Easing regulations and a surge in online banking are driving the change, with several overseas lenders increasing investment plans for the country to win affluent clients away from domestic rivals.
Outsized
returns in India, besting local lenders for the first time in a
decade, are emboldening banks such as Citigroup, Deutsche
Bank and HSBC to invest more in a market that has long held
promise but tended to under-deliver.
Easing
regulations and a surge in online
banking are driving the change, with several overseas lenders
increasing investment plans for the country to win affluent clients
away from domestic rivals, senior bankers told Reuters.
Improved
performance in India and its basis in the take-up of digital retail
banking services could also offer hope for other large markets with
potential far greater than the profit so far delivered, such as
China.
"With
transaction banking going very strong and retail banking picking up
pace, a lot of foreign banks globally are now focusing on India and
registering better performance," said Sanjoy Datta, Deloitte
India financial services practice head.
"It
may pose some challenges as banks plan to expand more into the
tier-two towns but overall, foreign banks in India will continue to
grow as there are no imminent (industry-specific) challenges,"

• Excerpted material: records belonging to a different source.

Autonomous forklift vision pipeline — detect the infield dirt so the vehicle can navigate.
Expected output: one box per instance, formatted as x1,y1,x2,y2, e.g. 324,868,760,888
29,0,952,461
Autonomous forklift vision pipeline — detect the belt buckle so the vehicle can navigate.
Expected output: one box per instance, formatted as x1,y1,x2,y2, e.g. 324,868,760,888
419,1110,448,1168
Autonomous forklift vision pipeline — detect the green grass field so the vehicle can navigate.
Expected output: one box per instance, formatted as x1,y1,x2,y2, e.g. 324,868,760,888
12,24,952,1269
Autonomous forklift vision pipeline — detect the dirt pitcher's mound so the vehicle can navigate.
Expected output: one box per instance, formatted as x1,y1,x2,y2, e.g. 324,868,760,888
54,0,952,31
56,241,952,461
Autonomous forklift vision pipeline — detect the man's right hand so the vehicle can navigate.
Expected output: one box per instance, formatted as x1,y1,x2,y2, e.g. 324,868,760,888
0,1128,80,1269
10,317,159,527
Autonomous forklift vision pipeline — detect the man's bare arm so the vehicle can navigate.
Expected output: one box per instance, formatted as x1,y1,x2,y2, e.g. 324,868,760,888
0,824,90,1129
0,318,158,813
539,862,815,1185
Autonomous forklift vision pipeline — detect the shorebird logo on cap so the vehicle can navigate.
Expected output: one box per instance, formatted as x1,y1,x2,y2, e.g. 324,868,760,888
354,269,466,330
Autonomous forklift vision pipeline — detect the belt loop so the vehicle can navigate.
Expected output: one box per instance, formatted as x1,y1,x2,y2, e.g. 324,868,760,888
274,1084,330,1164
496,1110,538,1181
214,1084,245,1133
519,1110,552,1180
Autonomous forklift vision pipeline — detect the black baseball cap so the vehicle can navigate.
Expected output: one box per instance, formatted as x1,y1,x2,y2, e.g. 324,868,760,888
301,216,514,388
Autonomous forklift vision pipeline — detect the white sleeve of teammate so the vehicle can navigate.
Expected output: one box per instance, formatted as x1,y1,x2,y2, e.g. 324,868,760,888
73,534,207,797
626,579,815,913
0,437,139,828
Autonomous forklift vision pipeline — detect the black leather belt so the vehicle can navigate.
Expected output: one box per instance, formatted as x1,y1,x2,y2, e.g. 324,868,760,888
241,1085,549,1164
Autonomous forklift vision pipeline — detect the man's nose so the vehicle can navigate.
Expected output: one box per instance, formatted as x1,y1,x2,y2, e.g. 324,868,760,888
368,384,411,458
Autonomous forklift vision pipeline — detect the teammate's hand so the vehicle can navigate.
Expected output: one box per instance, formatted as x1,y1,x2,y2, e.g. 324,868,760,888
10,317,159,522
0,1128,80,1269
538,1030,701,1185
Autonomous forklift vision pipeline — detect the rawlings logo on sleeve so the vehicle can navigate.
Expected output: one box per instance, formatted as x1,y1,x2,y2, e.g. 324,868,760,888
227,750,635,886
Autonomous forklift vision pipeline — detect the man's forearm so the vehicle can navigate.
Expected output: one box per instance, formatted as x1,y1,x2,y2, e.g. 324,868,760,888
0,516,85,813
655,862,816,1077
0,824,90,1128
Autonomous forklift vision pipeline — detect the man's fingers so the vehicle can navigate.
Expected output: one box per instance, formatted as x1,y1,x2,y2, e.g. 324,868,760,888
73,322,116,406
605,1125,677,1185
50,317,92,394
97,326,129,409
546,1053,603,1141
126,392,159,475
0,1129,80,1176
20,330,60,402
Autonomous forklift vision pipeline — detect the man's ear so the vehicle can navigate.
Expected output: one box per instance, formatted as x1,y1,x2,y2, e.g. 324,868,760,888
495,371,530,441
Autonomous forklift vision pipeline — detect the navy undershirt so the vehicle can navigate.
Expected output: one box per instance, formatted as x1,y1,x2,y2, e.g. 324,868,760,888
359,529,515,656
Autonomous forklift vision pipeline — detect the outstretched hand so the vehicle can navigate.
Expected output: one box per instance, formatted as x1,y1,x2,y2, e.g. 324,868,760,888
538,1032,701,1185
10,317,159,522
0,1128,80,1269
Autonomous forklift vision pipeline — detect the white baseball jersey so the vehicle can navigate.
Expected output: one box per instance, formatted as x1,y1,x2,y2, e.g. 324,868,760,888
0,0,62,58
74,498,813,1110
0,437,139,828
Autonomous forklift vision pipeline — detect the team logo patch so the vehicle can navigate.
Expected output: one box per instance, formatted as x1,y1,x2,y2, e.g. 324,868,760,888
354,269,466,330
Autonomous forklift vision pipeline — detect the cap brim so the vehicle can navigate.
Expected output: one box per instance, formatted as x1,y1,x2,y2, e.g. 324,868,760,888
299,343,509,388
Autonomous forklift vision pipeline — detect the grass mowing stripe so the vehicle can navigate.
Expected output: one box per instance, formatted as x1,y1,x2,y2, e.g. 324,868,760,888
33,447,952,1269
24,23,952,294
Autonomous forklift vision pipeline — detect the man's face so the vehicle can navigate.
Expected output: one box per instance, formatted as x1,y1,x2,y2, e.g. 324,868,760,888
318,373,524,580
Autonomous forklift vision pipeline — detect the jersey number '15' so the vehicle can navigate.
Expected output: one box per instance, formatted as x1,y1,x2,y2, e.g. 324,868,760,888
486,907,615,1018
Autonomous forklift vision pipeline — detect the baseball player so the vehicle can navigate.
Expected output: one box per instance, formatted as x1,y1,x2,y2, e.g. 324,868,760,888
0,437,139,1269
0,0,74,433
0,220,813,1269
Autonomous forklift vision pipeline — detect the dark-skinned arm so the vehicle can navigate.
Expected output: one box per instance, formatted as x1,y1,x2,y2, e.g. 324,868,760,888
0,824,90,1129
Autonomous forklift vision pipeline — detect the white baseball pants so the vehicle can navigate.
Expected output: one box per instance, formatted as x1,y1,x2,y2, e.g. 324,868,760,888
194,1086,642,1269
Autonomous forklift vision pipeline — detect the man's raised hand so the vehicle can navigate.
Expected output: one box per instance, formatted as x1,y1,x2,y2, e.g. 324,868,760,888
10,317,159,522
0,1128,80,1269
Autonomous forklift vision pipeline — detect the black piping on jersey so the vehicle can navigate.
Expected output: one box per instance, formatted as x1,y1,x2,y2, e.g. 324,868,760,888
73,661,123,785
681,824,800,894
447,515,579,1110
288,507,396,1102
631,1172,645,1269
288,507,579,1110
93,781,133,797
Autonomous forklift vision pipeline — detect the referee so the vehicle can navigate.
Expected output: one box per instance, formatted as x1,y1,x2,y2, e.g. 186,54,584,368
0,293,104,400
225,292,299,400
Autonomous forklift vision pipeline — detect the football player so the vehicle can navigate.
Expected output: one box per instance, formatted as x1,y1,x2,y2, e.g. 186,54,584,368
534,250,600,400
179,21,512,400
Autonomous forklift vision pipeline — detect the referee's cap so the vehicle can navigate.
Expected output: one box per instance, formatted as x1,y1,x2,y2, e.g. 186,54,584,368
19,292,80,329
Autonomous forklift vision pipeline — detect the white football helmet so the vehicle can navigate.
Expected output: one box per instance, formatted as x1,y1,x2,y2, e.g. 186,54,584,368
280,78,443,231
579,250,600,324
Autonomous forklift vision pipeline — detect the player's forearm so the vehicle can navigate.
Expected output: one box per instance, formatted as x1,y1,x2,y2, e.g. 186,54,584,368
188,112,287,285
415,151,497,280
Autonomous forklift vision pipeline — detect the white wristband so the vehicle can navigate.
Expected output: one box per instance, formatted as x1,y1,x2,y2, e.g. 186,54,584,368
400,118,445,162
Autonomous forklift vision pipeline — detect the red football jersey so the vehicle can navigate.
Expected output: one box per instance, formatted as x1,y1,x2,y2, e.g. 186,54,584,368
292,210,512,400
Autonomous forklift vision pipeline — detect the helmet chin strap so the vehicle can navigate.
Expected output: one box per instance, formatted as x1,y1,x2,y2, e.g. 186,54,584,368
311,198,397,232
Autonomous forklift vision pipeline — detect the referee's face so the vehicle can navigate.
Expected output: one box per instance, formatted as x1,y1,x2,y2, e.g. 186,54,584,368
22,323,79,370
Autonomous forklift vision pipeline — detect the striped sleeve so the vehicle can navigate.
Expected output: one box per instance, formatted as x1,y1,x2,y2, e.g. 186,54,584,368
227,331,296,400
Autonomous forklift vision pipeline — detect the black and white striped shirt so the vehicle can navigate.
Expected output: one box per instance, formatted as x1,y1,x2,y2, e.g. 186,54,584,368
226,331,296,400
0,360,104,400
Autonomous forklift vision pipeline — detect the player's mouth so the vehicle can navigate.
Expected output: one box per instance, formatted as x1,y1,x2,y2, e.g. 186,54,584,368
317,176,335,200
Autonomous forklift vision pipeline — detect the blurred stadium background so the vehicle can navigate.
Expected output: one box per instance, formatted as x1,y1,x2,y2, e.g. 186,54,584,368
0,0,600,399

he said, pointing to technology as a key enabler.
Lured
by a massive economy and rising middle-class income, more than three
dozen foreign lenders in India have been vying for a bigger share of
the market for decades - yet they account for just 6% of the banking
assets.
Aiding
the latest growth spurt is regulatory easing in support of
technological financial services. For instance, the central bank in
August allowed banks - under a "regulatory sandbox"
framework - to launch products and services such as digital customer
background checks and money transfer.